When the Social Security System was established, it was funded on a
pay-as-you-go basis. Estimates of the cash needs to pay
beneficiaries in the near future were used to set and periodically
adjust the shared percentage of payrolls withheld from both employees
and their employers to provide funding for current benefit
outlays. Occasionally, these estimates were affected by
recessions that caused shortfalls in payroll contributions needed to
pay benefits and the Congress was then suddenly obliged to provided
stop-gap funding from General Revenue receipts. The Reagan
Administration implemented a so-called program to "save Social
Security" by mandating a 15% surcharge on payroll tax receipts beyond
that needed to pay current benefits with the surplus amount "saved"
then deposited into a fraudulent "Trust Fund" that would "be
there to pay estimated benefits through the year 2030". The flaw
in this trust fund concept is that the surplus cash from payroll taxes
was then given to the Treasury to fund Reagan's tax cuts and his arms
race for "Star Wars" and other weapons systems used to intimidate the
Soviet Union. Special bonds (i.e. IOU's) earning a lower rate
than market rate of interest were then printed in exchange for the
surplus cash and deposited into the so-called "Trust
Fund". The fallacy of this funding gimmick was that the
Federal government ended up lending money to itself that would have to
be repaid from future budget surpluses when cash from the trust funds
would be needed at that time to pay benefits.
That time is now rapidly approaching and sometime shortly after 2007,
the present surplus in payroll tax receipts will turn negative and the
trust fund will need to be tapped to obtain cash to continue benefit
payments. But, alas, thanks to the profligacy of the Bush
Administration, no budget surpluses are forecast anytime in the
forseeable future and either payroll taxes will have to be increased or
benefits reduced if Social Security checks are not then returned
marked "insufficient funds"! What isn't mentioned is that
almost $3 Trillion of workers pension contributions into the trust fund
has been spent for other purposes such as tax cuts for the already
wealthy and replaced with low-interest bonds (IOU's). No doubt,
future Congresses will desperately try to avoid paying off these bonds
because to do so would necessitate deliberately running ever larger
budget surpluses every year after 2007 to provide cash for bond
redemption until they are all paid off in 2017. For their
part, the Democrats in Congress are still in denial over the fact that
they were "rolled by Reagan" and keep spreading the fiscal fiction that
the trust fund is still "there to guarantee future benefit
payments"! Of course, future Congresses could obtain the needed
funds for honoring benefit obligations by simply continuing to increase
the National Debt limit by a Trillion Dollars or more every year (
i.e., the way the present Congress is now doing to fund the wars in
Afghanistan and Iraq, aka "Cheneynomics").

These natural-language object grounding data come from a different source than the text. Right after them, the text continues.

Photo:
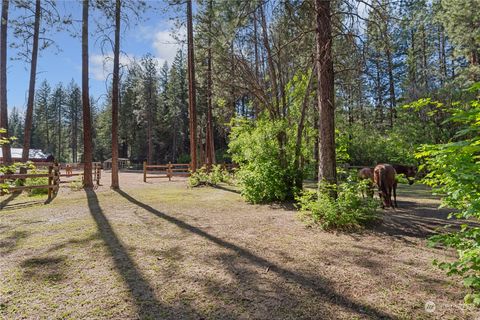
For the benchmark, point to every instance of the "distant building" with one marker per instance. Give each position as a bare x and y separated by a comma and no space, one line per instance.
35,155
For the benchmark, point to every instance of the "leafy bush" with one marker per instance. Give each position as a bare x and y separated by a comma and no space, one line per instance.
369,146
348,212
37,182
184,158
203,177
454,173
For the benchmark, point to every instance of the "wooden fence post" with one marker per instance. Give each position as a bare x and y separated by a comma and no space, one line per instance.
98,173
144,171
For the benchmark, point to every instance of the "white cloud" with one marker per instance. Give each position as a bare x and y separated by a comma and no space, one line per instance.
165,40
101,66
165,45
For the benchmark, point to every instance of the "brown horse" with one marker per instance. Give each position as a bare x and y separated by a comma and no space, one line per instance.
367,174
384,178
408,171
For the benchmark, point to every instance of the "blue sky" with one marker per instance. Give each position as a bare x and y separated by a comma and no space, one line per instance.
151,35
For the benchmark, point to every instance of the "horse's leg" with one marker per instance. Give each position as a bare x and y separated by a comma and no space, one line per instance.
381,198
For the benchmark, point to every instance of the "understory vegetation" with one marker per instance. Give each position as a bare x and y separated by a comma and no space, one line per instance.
349,211
454,173
209,177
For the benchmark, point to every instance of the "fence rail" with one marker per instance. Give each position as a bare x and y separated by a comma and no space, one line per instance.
169,170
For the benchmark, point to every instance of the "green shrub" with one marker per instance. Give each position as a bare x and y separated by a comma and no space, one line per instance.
348,212
266,171
37,182
184,158
202,177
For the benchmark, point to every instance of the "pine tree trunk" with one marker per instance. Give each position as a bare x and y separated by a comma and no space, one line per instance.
191,90
257,61
326,94
7,156
391,85
115,93
87,124
31,88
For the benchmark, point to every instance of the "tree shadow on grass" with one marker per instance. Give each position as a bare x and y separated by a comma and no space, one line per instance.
9,243
313,283
44,269
147,304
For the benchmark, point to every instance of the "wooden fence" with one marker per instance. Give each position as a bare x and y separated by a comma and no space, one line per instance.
96,173
169,170
53,176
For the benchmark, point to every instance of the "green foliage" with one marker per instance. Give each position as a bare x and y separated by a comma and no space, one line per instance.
454,173
37,182
203,177
369,146
349,211
184,158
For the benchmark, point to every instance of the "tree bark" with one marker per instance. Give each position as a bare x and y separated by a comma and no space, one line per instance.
298,145
191,90
327,163
391,84
7,156
115,96
210,147
31,88
87,123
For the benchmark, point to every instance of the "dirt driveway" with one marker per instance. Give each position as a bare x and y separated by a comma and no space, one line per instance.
163,251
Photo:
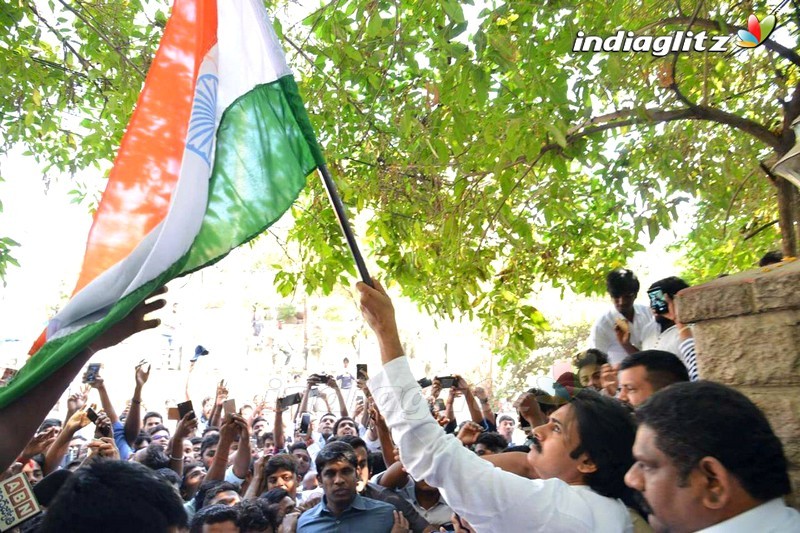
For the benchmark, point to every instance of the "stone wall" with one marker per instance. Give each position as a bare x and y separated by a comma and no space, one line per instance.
747,335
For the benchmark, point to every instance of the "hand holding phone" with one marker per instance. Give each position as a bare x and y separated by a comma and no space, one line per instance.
291,399
447,381
229,407
305,422
657,301
92,371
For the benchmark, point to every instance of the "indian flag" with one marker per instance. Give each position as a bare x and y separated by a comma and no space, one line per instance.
218,148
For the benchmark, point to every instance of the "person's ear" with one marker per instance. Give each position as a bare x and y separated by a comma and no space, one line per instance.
586,465
716,483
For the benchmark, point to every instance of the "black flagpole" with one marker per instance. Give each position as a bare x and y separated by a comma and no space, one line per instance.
341,216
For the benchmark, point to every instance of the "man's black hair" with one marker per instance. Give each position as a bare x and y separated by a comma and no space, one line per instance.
340,420
377,464
209,429
208,441
282,461
607,431
262,439
705,419
186,469
212,492
141,438
204,487
47,489
502,418
494,441
621,281
671,285
770,258
547,402
335,451
170,476
150,414
214,514
155,429
352,440
257,515
155,457
663,368
48,423
275,495
118,496
298,446
592,356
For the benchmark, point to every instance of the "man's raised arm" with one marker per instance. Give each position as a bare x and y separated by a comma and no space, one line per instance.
20,419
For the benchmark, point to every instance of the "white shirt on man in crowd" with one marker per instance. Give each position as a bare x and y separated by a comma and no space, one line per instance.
489,498
604,338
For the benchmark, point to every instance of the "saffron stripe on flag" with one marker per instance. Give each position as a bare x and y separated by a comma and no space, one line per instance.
247,112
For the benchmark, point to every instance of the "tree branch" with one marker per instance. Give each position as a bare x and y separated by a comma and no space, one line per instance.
759,230
124,57
704,112
769,44
84,62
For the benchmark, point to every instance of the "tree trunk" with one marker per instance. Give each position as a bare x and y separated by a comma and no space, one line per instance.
797,216
788,213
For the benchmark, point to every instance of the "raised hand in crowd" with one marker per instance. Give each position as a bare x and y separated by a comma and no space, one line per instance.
400,523
183,430
39,443
220,396
608,379
436,389
472,404
99,385
55,454
133,422
331,382
77,400
469,433
102,426
529,409
103,447
258,481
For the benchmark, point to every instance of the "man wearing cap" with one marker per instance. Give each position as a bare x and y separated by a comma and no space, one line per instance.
579,454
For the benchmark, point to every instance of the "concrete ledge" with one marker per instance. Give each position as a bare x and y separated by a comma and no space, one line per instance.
757,349
755,291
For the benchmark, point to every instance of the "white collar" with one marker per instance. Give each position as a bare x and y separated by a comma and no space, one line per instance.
752,520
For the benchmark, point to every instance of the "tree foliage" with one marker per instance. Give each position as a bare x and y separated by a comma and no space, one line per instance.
482,153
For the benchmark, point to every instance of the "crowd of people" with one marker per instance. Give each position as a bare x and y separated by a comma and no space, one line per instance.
632,440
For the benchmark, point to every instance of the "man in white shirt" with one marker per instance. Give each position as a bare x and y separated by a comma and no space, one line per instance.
580,462
708,460
620,331
662,333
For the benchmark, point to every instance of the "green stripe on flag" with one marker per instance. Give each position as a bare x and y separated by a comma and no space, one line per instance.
265,149
58,352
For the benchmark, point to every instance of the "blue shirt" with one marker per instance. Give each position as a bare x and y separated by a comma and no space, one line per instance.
361,516
119,439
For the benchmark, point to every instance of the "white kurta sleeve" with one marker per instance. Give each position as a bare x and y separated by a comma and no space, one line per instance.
488,497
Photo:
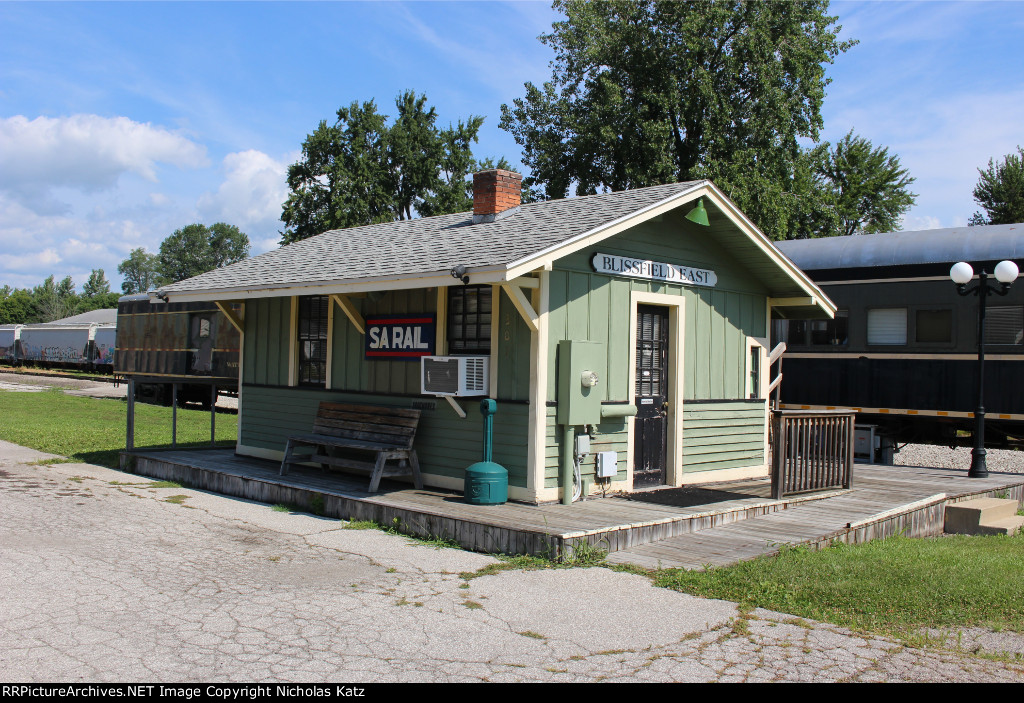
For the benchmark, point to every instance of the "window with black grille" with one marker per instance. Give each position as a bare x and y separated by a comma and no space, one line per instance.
1005,324
469,319
312,340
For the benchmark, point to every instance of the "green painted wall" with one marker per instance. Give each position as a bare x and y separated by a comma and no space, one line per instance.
445,443
718,321
591,306
723,435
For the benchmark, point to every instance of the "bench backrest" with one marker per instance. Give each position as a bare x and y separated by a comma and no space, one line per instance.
395,426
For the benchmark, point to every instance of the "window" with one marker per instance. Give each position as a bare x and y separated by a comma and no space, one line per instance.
312,340
813,333
469,319
830,332
1005,324
887,325
934,326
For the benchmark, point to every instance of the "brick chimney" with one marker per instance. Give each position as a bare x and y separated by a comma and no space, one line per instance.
497,193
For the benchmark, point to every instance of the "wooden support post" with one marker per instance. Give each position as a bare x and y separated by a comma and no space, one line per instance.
130,439
174,415
213,414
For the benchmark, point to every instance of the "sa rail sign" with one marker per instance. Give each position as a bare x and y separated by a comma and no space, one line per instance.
400,337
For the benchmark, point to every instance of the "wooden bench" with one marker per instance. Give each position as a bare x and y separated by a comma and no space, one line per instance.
341,430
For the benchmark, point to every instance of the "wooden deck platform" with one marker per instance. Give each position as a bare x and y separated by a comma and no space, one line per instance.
689,527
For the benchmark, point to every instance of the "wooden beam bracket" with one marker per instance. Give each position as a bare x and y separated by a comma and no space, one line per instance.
523,305
350,312
236,320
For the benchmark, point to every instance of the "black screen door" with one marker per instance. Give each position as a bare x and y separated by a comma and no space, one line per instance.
650,428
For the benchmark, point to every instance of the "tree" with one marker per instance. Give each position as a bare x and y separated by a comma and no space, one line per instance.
866,187
652,92
96,284
15,306
363,170
197,249
139,271
1000,191
53,301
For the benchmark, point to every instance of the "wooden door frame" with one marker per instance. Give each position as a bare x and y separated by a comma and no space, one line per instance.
674,424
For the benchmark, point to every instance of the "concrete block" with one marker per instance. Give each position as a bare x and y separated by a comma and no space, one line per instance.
970,517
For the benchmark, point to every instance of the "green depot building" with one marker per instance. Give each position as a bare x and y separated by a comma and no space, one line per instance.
624,341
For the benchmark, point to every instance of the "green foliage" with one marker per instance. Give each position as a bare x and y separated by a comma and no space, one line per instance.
864,186
197,249
96,284
15,306
363,170
92,430
53,301
1000,191
139,271
653,92
895,585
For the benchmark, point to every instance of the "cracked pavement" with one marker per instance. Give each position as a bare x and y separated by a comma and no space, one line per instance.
107,577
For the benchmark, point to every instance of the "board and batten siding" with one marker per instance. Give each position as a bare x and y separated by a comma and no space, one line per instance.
718,323
445,443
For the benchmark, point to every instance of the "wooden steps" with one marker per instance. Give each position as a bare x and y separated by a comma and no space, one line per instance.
983,516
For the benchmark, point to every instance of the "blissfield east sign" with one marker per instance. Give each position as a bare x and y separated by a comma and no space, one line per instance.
652,270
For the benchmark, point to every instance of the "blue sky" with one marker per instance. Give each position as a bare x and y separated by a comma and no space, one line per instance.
123,122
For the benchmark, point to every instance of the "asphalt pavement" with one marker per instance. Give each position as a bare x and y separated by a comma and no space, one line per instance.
109,576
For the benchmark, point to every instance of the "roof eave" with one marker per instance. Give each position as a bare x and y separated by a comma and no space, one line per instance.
482,275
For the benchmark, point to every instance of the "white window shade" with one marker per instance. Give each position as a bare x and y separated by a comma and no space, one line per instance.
1005,324
887,325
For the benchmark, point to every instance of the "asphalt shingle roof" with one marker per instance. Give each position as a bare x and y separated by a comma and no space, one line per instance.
431,244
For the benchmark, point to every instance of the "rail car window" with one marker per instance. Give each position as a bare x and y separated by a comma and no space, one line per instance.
887,325
1005,324
813,333
469,319
312,340
933,326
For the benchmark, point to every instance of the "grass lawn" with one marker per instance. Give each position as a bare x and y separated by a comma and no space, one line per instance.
895,586
93,430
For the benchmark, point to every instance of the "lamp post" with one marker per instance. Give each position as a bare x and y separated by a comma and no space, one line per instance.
962,273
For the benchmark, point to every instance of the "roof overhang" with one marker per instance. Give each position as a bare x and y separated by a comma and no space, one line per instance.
795,293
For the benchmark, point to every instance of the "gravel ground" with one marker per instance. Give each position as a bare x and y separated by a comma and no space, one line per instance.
1007,460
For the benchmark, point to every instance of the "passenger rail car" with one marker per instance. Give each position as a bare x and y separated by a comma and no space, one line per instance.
189,344
902,349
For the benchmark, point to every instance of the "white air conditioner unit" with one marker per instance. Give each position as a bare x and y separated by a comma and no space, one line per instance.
455,375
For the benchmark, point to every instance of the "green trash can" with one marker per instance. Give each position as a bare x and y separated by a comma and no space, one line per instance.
486,483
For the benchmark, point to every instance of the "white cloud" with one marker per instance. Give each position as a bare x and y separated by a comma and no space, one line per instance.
255,186
84,152
36,246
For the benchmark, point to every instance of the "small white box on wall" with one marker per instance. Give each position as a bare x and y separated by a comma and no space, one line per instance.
607,465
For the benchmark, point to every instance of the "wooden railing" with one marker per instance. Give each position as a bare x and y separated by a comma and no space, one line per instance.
811,450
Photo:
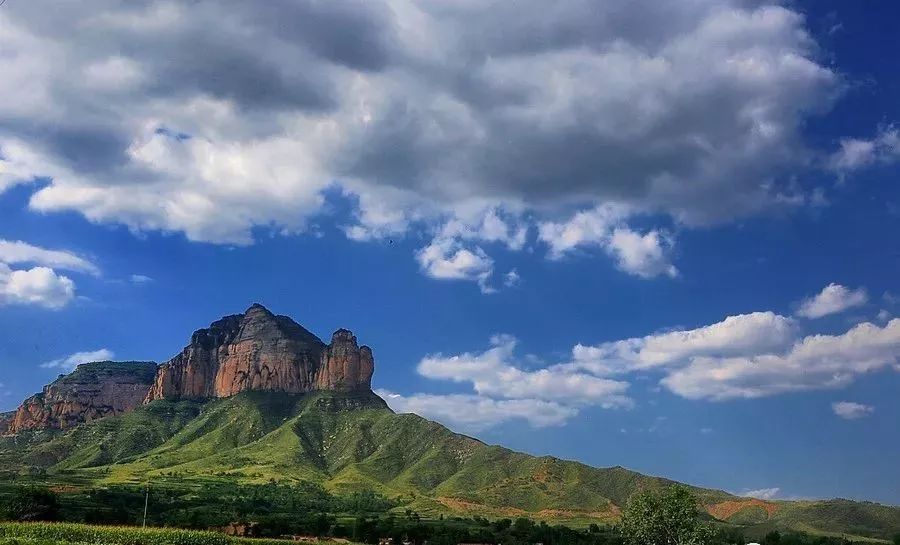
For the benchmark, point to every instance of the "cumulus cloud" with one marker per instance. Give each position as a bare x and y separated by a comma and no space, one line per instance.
134,114
447,259
745,356
495,373
645,255
505,391
857,153
39,286
70,362
813,362
762,493
849,410
475,413
740,335
834,298
18,252
140,279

The short term solution to the onrushing Social Security funding crisis
is to rescind the Bush Administration tax breaks for the wealthy, cut
the defense budget in half by ending the ongoing foreign wars and
withdrawing all U. S forces to U. S. territory (please read the
Military Restructuring Issue paper), and to replace the widely avoided
and evaded corporate income tax with a Federal corporate Gross Receipts
Tax (also please read the Budget, Deficit, and Taxation Issue
paper). Budget deficits must be eliminated to create a budget
surplus sufficient to redeem Social Security trust fund bonds when
additional cash is needed to pay future benefits. In the longer
term, the Social Security program's funding must be taken out of the
unified budget and separately managed the same way it existed before
Johnson combined it into a unified fund so he could to steal its cash
surpluses to pay for the Vietnam War. Future trust fund
surpluses should be invested solely into specially established
self-liquidating VA and FHA guaranteed mortgage programs for first time
low income home buyers. Why shouldn't low income workers whose
payroll taxes are kept in the trust fund also not benefit as homeowners
from the fund's investment management
policy during their working years before reaching retirement age?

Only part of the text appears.